All these efforts put IMO firmly on track to support the United Nations Sustainable Development Goal on combating climate change (SDG 13). But IMO’s work extends across many other SDGs, including SDG 14 related to the sustainable use of the oceans, as well as many others on infrastructure, work, and partnerships.
An important environmental treaty, known as the Ballast Water Management Convention, sees key amendments take effect from 8th September 2019, bringing in a schedule for ships to meet strict requirements to manage their ballast water, in order to prevent the transfer of potentially harmful aquatic invasive species. For many ships, this will mean installing a ballast water management system on board.

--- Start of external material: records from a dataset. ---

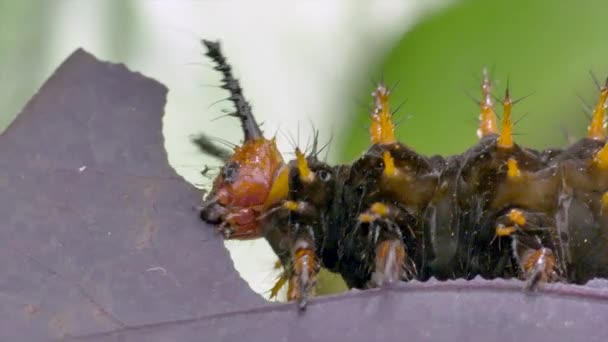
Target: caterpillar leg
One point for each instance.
(391, 262)
(292, 236)
(529, 233)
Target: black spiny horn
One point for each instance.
(243, 110)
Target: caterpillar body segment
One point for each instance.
(498, 210)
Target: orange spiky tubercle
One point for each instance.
(505, 140)
(597, 128)
(382, 129)
(487, 116)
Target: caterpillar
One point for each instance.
(498, 210)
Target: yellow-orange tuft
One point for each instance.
(382, 129)
(487, 117)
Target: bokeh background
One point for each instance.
(313, 64)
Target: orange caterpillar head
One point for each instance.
(254, 175)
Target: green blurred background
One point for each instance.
(545, 48)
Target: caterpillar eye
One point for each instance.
(230, 172)
(323, 175)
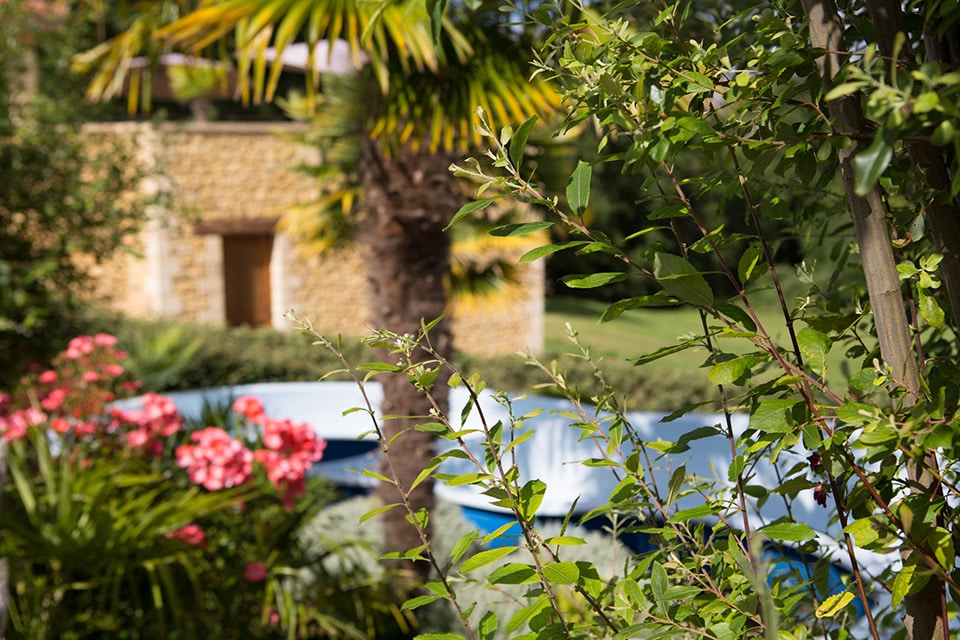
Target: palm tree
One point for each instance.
(411, 111)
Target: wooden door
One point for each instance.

The industry will also be gearing up for the entry into force, on 1 January 2020, of a raft of technical amendments to IMO’s International Convention for the Safety of Life at Sea (SOLAS), aimed at making shipping safer and updating requirements for transport of dangerous goods.
Looking at broader trade issues, from April 2019, under the revised FAL Convention, ships and ports must exchange data electronically, preferably using the so-called “single window” concept, which will help improve trade flows. It is another step towards harnessing the full potential of the “blue economy”.
This is just a small example of a much wider digital revolution that is already beginning to change the face of shipping. Artificial intelligence (AI), data-supported remote management and autonomous operation are all becoming realities. IMO must ensure that shipping’s regulatory framework enables the realisation of their full advantages, without compromising on safety or environmental performance and always taking into account the impact on the human element, including the world’s 1.5 million seafarers.
IMO’s World Maritime Day theme this year is “Empowering Women in the Maritime Community”. We aim to raise awareness of the importance of gender equality, in line with the United Nations’ SDG 5 and highlight the vital – and under-utilised – contribution of women within the maritime sector.
IMO is also continuing its own process of review and reform. This a key element of the IMO’s strategic plan for the 2018-2023 timeframe. The overall aim is to ensure that the IMO is truly fit for purpose. This is especially challenging today, when the world around us is changing so rapidly and the public expectations of organisations like IMO are, quite rightly, becoming ever more demanding.
Looking ahead to the next decade, as we work towards supporting the achievement of the United Nations 2030 Agenda for Sustainable Development and its SDGs, it is clear that the organisation and the shipping industry face a number of challenges, as outlined above, as well as opportunities.
I am hopeful that the Member States will respond appropriately and ensure IMO has the mandate, structure and resources it needs to be well positioned to serve the growing global population – a population that relies on a clean and safe shipping industry.